There are, however, some important caveats regarding use of the nomogram. First and foremost, it applies only to single acute ingestions. Second, when there is uncertainty about the exact time of ingestion, the worst-case scenario should be assumed. For example, if the ingestion was between 4 and 6 hours earlier, the 6-hour value on the nomogram should be used. And finally, when levels are obtained 20 to 24 hours after overdose, the limit of detection of the APAP assay must also be considered. Because most hospitals use immunoassays with a detection limit of 10 μg per mL, potentially toxic APAP levels during this period will be below this limit and reported as nondetectable, which does not necessarily mean nontoxic. Again, a worst-case scenario should be assumed, and antidotal treatment should be given until the level is confirmed to be nontoxic by a more sensitive assay, or until it has been determined that the patient is asymptomatic and has no laboratory evidence of hepatotoxicity.

With rare exceptions (see later), a single APAP concentration within the time period specified by the nomogram is sufficient to plan appropriate therapy. Although it is true that the elimination half-life of APAP is related to the likelihood of toxicity, half-lives should not be relied on in making therapeutic decisions. The observations that half-lives greater than 4 hours were associated with toxicity and that toxicity was negligible if APAP half-life was less than 4 hours [23] were based on multiple APAP determinations in untreated patients over a 36-hour period.

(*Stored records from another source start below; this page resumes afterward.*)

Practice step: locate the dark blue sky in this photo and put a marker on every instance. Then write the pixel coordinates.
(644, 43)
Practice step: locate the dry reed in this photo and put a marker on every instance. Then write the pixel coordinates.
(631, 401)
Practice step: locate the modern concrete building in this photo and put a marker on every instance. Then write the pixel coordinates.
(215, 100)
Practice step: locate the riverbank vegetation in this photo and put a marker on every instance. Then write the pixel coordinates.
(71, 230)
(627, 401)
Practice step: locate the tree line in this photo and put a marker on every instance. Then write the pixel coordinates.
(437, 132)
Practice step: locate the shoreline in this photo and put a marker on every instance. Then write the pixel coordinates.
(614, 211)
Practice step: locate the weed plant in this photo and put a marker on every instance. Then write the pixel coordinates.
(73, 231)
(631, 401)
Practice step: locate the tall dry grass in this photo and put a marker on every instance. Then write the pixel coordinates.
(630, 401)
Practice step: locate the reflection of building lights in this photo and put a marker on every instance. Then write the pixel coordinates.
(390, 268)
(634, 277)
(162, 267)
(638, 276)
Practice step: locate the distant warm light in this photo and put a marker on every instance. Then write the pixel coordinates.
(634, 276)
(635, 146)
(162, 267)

Because treatment must be started as early as possible [24] and treatment may alter APAP elimination [11], half-life determinations are not relevant to current standards of care.

There are three situations in which repeat measurements may be of value. The first is in the patient with a time of ingestion that is unknown but that was within 4 hours. In this situation, an increasing APAP level indicates ongoing absorption from a recent ingestion. To detect a rising level and define the peak value, repeat determinations must be frequent (every hour) until the level declines. This prevents underestimation of the peak value due to incomplete absorption at the time of the first level. It also may rule out toxicity by detecting a peak value less than 150 μg per mL.

The second situation in which repeating the APAP may be useful is after an overdose of an ER formula. Because of prolonged absorption, patients with nontoxic APAP levels soon after ingestion may have subsequent levels that are toxic by the nomogram [25]. The optimal time to repeat drug levels to detect such nomogram line-crossers is unknown. In one patient, a
potentially toxic APAP level did not occur until 14 hours after ingestion [5]. The manufacturer recommends obtaining a second APAP level 4 to 6 hours after the initial one [26]. Others have recommended that to avoid missing a potentially toxic level, drug levels should be measured every 2 hours from 4 to 16 hours after overdose [27].